Getting Out Of A Speeding Ticket In Court And Using Motion For Discovery
Now that you got a ticket, it’s time to figure out the best way of getting out of a speeding ticket in court. Your chances of winning have dramatically increased just by going to court. A key step you’ll need to use to build your defense is the process called Discovery.
There are a number of things required to get prepared for court. If you are organized and know what is required, winning is actually pretty simple. A key legal tool you’ll use in preparing your case is the process called Motion for Discovery. It’s the legal term for the process of requesting information needed for your defense. That is, you’ll formally ask for information from the prosecution or court via motion for discovery. The information to request is depended on your individual case. The key things you always want to request because you will always need them for your case of getting out of a speeding ticket in court are:
Radar Gun detail – maintenance records, calibration log, police dept’s FCC license, serial #, manufacturer manual and specifications
Radar gun detail is important because it’s used to determine if the department is certified to use it. It will show if the gun has been properly maintained and used per manufacturer’s guidelines. If not, these are grounds for a motion to dismiss your ticket.

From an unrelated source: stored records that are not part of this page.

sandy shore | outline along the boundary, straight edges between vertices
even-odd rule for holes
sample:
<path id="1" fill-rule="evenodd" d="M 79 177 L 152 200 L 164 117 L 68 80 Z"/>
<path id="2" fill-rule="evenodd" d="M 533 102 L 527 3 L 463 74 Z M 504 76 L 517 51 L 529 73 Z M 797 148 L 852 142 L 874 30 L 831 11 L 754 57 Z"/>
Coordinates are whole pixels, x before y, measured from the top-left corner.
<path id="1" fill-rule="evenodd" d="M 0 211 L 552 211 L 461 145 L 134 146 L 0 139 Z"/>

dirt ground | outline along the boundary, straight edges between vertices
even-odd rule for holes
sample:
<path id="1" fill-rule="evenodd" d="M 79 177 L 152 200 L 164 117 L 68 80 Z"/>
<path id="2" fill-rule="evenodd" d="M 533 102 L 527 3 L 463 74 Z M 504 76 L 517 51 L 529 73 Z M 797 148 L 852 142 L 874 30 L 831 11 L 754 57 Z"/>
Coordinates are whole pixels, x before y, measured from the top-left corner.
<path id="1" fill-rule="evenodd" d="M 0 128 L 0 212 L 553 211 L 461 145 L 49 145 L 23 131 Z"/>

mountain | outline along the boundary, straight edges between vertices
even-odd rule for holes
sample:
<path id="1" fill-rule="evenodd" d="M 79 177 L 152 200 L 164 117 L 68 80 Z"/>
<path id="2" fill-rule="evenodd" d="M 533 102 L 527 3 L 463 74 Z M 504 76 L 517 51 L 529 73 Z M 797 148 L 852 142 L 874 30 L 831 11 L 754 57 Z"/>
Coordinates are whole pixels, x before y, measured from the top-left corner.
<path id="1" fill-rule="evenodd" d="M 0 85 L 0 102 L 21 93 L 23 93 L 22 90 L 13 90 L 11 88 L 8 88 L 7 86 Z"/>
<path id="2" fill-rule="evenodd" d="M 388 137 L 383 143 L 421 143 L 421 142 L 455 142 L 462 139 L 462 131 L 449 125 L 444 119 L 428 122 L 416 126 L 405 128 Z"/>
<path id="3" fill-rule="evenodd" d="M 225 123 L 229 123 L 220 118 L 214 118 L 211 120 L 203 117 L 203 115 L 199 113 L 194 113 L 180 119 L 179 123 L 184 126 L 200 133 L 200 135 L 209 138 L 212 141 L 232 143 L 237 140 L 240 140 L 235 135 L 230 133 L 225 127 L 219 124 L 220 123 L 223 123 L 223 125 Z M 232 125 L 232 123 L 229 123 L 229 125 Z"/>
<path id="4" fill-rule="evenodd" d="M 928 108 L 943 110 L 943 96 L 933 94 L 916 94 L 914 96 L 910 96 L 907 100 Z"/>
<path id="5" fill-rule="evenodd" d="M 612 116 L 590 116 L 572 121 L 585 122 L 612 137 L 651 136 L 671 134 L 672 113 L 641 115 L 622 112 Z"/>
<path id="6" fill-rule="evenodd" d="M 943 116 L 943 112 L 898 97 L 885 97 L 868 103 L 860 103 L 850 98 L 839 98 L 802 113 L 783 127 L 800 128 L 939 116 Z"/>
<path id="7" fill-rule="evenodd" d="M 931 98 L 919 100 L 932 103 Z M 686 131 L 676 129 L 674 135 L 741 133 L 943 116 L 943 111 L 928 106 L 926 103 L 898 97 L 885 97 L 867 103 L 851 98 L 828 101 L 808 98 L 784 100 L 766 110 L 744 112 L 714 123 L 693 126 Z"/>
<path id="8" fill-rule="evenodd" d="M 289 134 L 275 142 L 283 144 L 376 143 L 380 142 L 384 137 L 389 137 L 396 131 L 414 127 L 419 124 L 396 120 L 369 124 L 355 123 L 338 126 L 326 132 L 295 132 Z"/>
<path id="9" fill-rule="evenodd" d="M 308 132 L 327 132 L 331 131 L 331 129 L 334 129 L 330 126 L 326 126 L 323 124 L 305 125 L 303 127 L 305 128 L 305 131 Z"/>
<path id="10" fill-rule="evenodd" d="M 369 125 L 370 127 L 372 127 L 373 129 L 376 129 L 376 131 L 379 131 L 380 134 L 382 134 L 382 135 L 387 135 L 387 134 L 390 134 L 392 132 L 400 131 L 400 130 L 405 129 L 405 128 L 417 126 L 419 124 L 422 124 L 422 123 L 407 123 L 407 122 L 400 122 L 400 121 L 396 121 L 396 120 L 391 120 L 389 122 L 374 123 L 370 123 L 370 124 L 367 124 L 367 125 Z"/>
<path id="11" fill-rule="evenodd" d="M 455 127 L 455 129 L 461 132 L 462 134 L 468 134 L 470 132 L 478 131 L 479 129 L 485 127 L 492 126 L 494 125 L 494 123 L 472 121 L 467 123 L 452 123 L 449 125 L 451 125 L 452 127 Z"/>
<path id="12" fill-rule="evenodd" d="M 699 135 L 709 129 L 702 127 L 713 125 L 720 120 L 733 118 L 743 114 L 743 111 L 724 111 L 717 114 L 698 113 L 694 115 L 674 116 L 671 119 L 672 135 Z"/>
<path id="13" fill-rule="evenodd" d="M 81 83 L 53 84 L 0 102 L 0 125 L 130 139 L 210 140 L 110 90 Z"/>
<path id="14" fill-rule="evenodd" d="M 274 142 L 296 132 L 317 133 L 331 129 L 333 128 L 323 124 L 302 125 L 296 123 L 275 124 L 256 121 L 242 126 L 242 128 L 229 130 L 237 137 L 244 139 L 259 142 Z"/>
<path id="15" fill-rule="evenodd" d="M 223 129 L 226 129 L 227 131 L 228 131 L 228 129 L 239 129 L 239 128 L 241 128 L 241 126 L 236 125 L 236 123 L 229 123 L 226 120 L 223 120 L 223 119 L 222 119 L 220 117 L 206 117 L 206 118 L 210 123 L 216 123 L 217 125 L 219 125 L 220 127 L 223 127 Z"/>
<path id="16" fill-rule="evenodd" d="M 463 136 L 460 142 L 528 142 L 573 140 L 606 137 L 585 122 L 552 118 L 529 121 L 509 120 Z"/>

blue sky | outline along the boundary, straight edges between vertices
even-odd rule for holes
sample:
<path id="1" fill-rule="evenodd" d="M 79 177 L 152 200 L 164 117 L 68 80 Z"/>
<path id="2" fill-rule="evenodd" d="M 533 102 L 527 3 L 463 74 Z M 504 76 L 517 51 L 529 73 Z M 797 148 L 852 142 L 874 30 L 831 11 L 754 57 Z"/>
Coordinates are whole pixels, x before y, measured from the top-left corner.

Officer information – daily log for date of your ticket plus 7 days before and after, radar training record, officers certification records
The officer information is used to confirm that the officer is qualified to use the radar. That is key information that will be useful with helping you in getting out of a speeding ticket in court. Accepted industry requirement is 40 hours of classroom training and 24 hours hands on training from a certified instructor. If the officer does not meet these requirements, it is grounds for a motion to dismiss your ticket. The log is used to see if there is a pattern of clocking the exact same speeds.
Copies of both sides of the officer’s copy of your citation
Copies of your ticket are used to know exactly what the officer noted about your case when he wrote it. Officers jot down information about the case for court purposes. This is key to your defense because an officer typically writes 5-10 tickets per day and so will not remember your particular case other than the notes he took. The less details he has, the higher your odds are of winning.